Earlier this year, I did a frightening simple analysis of BTC and came up with a price target of $114K. And when I mean simple, I mean simple: I just found the change between the low and high of BTC during 2021. I then applied that change to the opening price of BTC for the year and came up with $114K. We also found that even if the crypto market as a whole, of which BTC is the biggest driver, were to double in 2022, it would still be just 1/10th the size of U.S. stocks. And when you think about it, that calculus is not off the charts by any means.

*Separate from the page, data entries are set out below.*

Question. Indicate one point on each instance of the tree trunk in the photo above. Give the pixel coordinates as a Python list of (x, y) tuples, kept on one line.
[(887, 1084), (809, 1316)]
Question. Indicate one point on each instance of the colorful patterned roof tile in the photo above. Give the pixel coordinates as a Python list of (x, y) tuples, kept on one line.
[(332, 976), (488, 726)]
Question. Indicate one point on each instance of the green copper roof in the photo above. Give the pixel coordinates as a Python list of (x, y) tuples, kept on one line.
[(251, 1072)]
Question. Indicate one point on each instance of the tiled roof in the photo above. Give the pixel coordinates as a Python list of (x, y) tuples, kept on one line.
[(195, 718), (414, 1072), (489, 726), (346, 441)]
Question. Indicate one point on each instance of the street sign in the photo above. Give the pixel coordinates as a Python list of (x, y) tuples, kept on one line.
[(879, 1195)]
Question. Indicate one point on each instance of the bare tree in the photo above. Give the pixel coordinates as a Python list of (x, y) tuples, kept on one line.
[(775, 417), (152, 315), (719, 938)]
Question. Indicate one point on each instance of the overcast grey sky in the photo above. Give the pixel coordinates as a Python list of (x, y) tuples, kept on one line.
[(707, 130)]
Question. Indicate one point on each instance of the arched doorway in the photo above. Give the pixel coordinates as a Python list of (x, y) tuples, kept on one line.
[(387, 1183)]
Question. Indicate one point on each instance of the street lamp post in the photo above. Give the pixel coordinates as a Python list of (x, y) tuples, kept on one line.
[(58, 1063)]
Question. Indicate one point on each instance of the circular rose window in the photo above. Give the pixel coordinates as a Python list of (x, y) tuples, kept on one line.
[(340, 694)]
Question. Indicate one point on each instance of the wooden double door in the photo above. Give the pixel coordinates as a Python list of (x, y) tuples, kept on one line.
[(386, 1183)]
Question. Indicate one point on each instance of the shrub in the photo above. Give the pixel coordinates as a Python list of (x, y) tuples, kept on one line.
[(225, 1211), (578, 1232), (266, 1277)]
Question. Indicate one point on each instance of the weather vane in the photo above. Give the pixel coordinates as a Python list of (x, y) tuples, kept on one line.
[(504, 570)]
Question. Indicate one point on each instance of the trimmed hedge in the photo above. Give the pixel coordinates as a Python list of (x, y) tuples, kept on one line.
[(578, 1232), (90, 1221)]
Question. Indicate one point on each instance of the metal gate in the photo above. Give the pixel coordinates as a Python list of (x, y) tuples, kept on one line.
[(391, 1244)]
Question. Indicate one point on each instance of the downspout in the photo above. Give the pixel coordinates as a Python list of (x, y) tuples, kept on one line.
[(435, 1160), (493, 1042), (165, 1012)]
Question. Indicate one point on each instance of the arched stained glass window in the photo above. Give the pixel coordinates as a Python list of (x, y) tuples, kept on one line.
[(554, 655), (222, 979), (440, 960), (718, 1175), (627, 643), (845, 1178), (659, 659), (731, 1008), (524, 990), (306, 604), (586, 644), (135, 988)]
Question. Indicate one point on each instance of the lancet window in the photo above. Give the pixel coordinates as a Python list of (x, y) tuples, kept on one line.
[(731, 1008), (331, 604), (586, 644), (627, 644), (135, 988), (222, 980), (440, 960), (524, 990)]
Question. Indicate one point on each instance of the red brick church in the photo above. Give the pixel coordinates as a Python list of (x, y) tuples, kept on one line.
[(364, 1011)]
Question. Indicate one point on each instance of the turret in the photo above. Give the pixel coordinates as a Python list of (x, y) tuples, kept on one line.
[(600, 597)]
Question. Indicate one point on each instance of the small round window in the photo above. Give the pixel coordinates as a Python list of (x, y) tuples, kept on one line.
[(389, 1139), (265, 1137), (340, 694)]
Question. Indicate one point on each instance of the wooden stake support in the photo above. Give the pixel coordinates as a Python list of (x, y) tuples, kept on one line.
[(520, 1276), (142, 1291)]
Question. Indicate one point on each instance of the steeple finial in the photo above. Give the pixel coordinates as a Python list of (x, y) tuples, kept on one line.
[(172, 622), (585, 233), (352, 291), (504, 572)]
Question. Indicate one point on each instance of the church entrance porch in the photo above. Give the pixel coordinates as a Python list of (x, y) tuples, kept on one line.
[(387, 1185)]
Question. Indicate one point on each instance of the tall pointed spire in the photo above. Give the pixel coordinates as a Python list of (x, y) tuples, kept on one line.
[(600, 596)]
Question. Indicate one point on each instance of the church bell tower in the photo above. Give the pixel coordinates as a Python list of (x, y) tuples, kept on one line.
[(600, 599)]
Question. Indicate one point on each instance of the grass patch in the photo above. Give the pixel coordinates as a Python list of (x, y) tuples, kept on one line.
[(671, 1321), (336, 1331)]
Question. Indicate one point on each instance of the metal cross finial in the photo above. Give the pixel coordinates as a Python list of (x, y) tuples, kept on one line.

The Woz Says Bitcoin Will Reach $100K
Now, Apple co-founder Steve Wozniak has thrown his BTC prediction hat into the ring:
“Just recently I think bitcoin is going to go to $100,000… I just don’t know where you get that feeling. I can’t put any mathematics to it. I just really feel it from all of the interest. The interest in crypto is so high.” Source
And The Woz didn’t stop there. He also says that Bitcoin is driven by technology that makes its outlook bullish indeed. In fact, BTC is the only cryptocurrency that’s “pure-gold mathematics.” Source
The fact is, I couldn't agree more. Behind the mathematical puzzles that underpin Bitcoin's existence is one immutable fact: There will only be 21 million Bitcoin minted for all of time. And that scarcity, along with its huge market cap and massive brand appeal, will truly make it a store of value for the long term.
Bitcoin’s Safe Haven Tweet
Speaking of ground-breaking predictions, I could hardly believe my eyes when I read a recent tweet from Bloomberg senior commodity strategist Mike McGlone about the outlook for Bitcoin. See for yourself:
As you can see from the chart embedded in the tweet since 2019, Bitcoin has outperformed gold, the stock market, and the U.S. money supply. And the gist of McGlone's forecast couldn't be more right on: With the pressures of inflation and war, investors are headed to Bitcoin as a safe haven, like gold. And that will likely add to the maturation of Bitcoin as a legitimate alternative for risk-averse investors, especially in times of economic stress and uncertainty.
Speaking of risk-aversion and safe-havens, I was surprised when I dug deep into what’s been happening with Bitcoin, gold, and stocks since the invasion of Ukraine. Here’s what I mean:
As you can see from this chart, BTC has outperformed both gold and stocks since the invasion of Ukraine on Feb 24. Since that day, gold is flat, stocks are up 7%, and BTC is up 18%. No matter how you slice it, that means that investors are using BTC as a hedge against economic uncertainty, a tell-tale sign of a maturing, safe-haven asset.
This chart also reveals another significant milestone in Bitcoin's development: While not perfect, you can see that Bitcoin (the black line) and gold (the gold line) are positively correlated. That means that, in general, they have tended to move in the same direction over the same time period. And that means that BTC is beginning to behave like the safest of all safe-haven assets, gold.
Now, if you take a look at BTC and gold over a longer time frame, you’ll see less correlation. That means that when investors recently came fact-to-face with a massive load of Ukraine induced economic stress, they opted to protect themselves with Bitcoin as well as gold. And that’s still another significant milestone in Bitcoin’s development.
Hold Tight And Hope For Peace
The invasion of Ukraine is one of the biggest geopolitical shocks to the markets in a long time. But my experience has shown me that over the longer term, these events tend to have less economic impact than we might think. So for me, unless there's been a significant shift in economic fundamentals underlying the assets I hold, I've found the best course of action is to remain in the positive you were in prior to the geopolitical shock.
That said, I personally hope and pray for peace in Ukraine.
Disclosure: This contributor may own cryptocurrencies mentioned in this article. This article is the opinion of the contributor themselves. The above is a matter of opinion provided for general information purposes only and is not intended as investment advice. This contributor is not receiving compensation (other than from INO.com) for their opinion.